Concluído o curso de Direito nos EUA, Samuel nunca mais se desligou do mundo lusófono. De Nova Iorque, onde nasceu, haveria de trabalhar no Rio de Janeiro e depois em Moçambique, onde foi parar integrado numa missão de manutenção da paz. Foi lá que se fez empresário, no ramo da advocacia mas também no do investimento imobiliário, além de na agricultura e conservação da natureza. Adquirida a nacionalidade moçambicana, a ligação a Portugal reforçou-se quando, há cerca de duas décadas, fixou residência em Cascais e, mais tarde, procurou, com a mulher, uma casa para restaurar em Castelo de Vide e que hoje funciona como unidade de alojamento local.
“Estávamos à procura de uma propriedade numa zona mais recôndita para fazermos um pequeno negócio de turismo e, quando chegámos a Castelo de Vide, a ligação foi imediata, não só pela herança judaica, que lá é muito visível, mas por ser um município que valoriza muito a sua história no geral. Eu tenho um péssimo sentido de orientação e a minha esposa até costuma gozar comigo porque o único ponto em Portugal onde sei sempre onde estou é Castelo de Vide. Nunca me perco. É como se tivesse nascido lá”.
Entre Cascais e Castelo de Vide, Samuel Levy diz encontrar comunidades judaicas pequenas onde se sente em casa. “Sinto que aqui a questão da reconciliação entre a identidade portuguesa e a judaica nunca surgiria porque elas são inseparáveis. Os judeus constituem uma parte do mosaico que é Portugal e a vida judaica em Portugal não é algo que esteja na história, sem expressão contemporânea. Pelo contrário, está em pleno crescimento porque aqui os judeus se sentem muito bem-vindos: há serenidade na sociedade portuguesa, estabilidade, e as necessidades religiosas dos judeus são cada vez mais fáceis de satisfazer”.

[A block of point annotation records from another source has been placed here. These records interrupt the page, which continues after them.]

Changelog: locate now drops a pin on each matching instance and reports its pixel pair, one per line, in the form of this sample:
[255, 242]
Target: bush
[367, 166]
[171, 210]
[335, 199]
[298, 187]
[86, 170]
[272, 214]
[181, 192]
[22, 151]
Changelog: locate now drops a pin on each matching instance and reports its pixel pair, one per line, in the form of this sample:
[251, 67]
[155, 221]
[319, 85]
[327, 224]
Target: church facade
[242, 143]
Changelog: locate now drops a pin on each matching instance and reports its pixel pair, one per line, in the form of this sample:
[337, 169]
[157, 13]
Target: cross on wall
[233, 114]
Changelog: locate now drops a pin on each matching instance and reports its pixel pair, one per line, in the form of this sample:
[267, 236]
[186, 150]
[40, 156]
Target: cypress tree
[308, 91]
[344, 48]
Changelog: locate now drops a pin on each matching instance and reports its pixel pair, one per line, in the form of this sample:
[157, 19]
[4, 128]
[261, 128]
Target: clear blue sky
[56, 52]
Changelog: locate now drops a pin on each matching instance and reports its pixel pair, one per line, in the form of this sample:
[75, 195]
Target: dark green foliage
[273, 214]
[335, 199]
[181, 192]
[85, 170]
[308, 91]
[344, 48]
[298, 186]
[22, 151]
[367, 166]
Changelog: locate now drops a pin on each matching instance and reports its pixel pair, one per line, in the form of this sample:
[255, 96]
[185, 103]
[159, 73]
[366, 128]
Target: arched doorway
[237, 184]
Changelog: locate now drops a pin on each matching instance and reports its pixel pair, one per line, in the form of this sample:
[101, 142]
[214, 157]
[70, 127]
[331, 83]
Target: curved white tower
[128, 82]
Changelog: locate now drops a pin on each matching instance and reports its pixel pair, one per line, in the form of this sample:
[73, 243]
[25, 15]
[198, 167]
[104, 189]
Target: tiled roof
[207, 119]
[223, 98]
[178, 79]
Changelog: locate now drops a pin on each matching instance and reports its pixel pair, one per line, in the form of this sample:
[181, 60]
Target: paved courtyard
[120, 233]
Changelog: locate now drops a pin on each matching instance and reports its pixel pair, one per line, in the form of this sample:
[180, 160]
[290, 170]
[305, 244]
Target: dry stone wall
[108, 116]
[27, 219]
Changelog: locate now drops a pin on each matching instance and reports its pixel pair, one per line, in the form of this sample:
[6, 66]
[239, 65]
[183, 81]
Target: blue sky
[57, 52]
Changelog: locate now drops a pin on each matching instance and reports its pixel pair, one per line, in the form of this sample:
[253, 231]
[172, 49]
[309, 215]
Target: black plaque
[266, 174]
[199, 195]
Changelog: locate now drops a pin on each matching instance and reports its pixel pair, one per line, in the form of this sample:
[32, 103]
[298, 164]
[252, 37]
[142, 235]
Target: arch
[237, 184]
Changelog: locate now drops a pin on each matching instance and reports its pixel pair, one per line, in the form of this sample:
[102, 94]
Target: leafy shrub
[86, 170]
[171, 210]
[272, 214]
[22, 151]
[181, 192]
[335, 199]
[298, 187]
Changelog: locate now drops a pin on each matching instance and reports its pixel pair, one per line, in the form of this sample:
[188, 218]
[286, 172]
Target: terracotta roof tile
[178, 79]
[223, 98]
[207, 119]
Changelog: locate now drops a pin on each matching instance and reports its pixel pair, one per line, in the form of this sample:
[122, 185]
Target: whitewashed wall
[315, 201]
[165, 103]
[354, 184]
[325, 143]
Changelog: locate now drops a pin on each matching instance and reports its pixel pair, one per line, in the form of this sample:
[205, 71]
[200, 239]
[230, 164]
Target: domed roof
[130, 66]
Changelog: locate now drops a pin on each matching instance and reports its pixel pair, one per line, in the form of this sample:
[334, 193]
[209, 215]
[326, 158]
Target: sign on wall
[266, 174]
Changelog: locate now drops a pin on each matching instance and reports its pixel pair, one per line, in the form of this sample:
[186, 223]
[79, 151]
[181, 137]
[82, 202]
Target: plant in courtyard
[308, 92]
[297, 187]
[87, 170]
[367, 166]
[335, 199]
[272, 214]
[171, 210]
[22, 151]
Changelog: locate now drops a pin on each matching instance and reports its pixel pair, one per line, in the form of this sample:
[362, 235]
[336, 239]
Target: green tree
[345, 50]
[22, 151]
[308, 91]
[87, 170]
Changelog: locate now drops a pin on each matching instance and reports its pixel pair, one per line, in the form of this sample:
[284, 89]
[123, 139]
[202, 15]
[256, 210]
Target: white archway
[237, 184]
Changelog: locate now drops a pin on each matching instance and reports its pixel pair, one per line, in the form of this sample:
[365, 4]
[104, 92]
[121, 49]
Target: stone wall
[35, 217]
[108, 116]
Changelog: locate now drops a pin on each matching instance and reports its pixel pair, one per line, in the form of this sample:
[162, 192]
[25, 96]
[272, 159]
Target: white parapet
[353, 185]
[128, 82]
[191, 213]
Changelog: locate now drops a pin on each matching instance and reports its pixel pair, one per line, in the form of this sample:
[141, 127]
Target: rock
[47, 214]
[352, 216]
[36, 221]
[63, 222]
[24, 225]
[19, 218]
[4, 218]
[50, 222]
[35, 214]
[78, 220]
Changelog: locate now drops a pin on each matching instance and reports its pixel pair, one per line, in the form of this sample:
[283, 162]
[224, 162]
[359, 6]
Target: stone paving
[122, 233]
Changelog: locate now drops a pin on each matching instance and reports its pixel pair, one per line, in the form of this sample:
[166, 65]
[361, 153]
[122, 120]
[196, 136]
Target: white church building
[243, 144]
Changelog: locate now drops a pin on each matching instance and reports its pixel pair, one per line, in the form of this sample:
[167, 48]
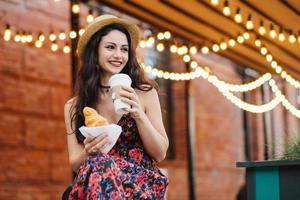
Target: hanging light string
[227, 89]
[183, 50]
[275, 65]
[39, 39]
[275, 31]
[187, 52]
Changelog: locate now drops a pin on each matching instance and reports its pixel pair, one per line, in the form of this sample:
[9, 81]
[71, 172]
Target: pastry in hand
[92, 118]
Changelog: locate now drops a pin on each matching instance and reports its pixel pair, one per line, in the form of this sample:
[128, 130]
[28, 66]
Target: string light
[263, 51]
[38, 44]
[29, 38]
[173, 48]
[214, 2]
[223, 46]
[54, 46]
[75, 8]
[205, 50]
[193, 50]
[150, 42]
[167, 35]
[62, 35]
[17, 37]
[272, 32]
[41, 37]
[231, 42]
[23, 37]
[81, 31]
[7, 33]
[186, 58]
[257, 43]
[249, 23]
[160, 36]
[240, 39]
[226, 9]
[73, 34]
[262, 29]
[281, 35]
[292, 38]
[245, 87]
[160, 47]
[90, 16]
[238, 17]
[66, 48]
[215, 47]
[52, 37]
[246, 35]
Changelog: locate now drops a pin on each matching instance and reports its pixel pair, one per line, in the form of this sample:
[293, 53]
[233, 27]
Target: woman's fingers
[129, 101]
[127, 95]
[93, 145]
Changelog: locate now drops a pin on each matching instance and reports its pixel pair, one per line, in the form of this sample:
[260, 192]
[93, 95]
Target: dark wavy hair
[88, 89]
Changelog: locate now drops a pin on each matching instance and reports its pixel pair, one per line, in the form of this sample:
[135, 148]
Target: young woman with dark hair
[128, 170]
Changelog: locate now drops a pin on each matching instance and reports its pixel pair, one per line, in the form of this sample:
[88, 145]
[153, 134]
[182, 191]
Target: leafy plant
[292, 151]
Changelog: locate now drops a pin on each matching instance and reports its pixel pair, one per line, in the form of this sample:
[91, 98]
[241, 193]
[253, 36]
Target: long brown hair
[87, 89]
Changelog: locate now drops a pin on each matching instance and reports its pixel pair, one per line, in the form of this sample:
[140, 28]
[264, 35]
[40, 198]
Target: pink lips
[115, 63]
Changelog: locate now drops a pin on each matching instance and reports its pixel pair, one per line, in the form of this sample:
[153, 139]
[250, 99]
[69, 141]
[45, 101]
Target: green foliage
[292, 151]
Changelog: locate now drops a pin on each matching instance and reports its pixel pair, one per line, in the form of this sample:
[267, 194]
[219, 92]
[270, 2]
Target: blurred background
[229, 88]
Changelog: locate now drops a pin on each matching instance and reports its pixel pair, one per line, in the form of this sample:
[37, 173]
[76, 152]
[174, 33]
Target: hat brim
[104, 20]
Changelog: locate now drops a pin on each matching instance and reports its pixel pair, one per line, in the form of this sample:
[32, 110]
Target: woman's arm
[79, 152]
[149, 123]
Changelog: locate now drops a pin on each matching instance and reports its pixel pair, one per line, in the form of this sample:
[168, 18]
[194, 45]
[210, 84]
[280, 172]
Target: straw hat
[100, 22]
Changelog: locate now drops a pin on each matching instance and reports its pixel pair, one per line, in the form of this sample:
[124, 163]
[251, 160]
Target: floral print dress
[126, 172]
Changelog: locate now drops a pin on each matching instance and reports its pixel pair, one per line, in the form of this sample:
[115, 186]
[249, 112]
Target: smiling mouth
[115, 63]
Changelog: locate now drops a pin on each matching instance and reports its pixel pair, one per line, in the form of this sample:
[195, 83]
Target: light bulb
[249, 24]
[238, 16]
[262, 29]
[226, 9]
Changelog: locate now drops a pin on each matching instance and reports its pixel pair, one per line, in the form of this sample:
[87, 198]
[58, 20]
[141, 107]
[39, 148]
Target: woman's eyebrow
[116, 44]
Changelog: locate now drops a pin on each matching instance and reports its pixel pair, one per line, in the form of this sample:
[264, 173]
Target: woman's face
[113, 52]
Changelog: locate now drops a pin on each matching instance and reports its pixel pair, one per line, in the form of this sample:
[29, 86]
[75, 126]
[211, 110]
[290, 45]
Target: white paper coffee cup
[115, 82]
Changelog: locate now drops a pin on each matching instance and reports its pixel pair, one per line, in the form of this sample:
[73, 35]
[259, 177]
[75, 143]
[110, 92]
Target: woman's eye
[110, 47]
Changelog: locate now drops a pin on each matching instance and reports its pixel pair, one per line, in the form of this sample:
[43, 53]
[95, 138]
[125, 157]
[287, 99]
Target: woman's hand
[95, 145]
[128, 95]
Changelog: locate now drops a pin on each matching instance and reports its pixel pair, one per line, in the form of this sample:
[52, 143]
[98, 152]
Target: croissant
[92, 118]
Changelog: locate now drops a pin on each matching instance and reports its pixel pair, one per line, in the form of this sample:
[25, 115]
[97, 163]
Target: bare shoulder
[68, 105]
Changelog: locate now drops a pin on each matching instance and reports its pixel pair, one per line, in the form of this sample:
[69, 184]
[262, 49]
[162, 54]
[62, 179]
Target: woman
[128, 170]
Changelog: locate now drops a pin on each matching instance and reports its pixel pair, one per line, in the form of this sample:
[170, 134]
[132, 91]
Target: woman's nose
[117, 53]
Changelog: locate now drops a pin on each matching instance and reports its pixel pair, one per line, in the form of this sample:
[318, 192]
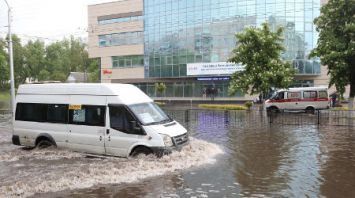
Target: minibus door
[119, 138]
[86, 128]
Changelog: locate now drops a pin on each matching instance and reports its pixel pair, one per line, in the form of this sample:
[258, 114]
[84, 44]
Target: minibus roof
[305, 89]
[126, 92]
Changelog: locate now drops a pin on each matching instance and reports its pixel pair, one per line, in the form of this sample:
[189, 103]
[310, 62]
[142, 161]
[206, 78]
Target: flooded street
[239, 156]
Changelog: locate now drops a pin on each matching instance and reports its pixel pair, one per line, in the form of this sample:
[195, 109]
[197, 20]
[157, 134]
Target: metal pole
[12, 78]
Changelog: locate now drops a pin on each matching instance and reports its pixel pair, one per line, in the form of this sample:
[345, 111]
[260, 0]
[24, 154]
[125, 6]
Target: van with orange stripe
[304, 98]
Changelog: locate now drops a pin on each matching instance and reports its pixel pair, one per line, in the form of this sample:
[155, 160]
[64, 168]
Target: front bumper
[166, 150]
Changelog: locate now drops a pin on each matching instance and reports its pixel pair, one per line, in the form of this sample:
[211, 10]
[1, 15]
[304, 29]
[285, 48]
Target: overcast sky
[48, 20]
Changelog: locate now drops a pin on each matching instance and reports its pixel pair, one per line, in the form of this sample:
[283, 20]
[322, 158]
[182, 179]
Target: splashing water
[39, 171]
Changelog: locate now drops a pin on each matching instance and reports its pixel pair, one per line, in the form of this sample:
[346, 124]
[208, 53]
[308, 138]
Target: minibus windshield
[149, 113]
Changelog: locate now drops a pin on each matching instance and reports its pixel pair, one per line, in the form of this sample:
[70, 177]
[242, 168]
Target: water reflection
[260, 160]
[338, 169]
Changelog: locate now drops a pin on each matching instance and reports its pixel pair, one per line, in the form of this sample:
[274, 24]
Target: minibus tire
[44, 143]
[141, 150]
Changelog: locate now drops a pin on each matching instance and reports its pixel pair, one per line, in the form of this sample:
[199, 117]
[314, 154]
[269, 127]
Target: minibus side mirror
[134, 128]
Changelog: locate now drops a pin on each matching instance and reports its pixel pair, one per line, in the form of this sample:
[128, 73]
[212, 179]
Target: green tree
[259, 49]
[34, 53]
[4, 67]
[93, 69]
[160, 88]
[58, 60]
[336, 43]
[20, 69]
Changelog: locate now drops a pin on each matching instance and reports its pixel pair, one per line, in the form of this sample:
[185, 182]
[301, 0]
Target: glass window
[88, 115]
[120, 119]
[149, 113]
[57, 113]
[125, 38]
[128, 61]
[293, 95]
[31, 112]
[119, 20]
[309, 94]
[323, 94]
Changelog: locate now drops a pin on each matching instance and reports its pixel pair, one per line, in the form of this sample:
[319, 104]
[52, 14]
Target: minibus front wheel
[44, 142]
[141, 150]
[310, 110]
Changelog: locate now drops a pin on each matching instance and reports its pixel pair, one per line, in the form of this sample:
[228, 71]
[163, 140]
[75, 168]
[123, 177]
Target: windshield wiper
[160, 122]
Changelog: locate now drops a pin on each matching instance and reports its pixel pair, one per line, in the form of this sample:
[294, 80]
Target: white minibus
[308, 99]
[105, 119]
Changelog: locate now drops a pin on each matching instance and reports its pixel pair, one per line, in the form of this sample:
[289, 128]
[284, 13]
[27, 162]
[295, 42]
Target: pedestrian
[204, 92]
[334, 100]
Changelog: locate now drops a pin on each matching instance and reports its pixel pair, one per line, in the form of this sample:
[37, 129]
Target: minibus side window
[31, 112]
[280, 96]
[293, 95]
[322, 94]
[120, 119]
[310, 94]
[88, 115]
[57, 113]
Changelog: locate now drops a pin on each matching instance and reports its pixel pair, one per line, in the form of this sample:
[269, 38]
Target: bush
[248, 104]
[223, 107]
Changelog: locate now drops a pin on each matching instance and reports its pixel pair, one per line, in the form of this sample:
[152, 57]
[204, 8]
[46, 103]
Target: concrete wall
[105, 53]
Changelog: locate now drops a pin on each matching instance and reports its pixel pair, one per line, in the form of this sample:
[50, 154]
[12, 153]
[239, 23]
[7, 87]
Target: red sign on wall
[106, 71]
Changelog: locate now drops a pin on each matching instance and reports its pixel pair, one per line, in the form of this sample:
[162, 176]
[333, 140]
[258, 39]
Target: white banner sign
[221, 68]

Tudo conjugado, Samuel Levy diz acreditar que os pedidos de nacionalidade portuguesa por parte de descendentes de judeus sefarditas vão continuar a chegar a bom ritmo. “Estamos a fazer parte de uma onda crescente da presença judaica em Portugal”, resume. No seu caso, dois dos três filhos já a pediram, além de nove primos, dos quais sete já a obtiveram. Razões? “No caso dos mais velhos, são sentimentais, mas os meus primos mais novos já começaram a investigar negócios em que possam investir, nomeadamente na área informática, porque Portugal tem programadores muito talentosos e o conhecimento deles é aplicável em todo o mundo”.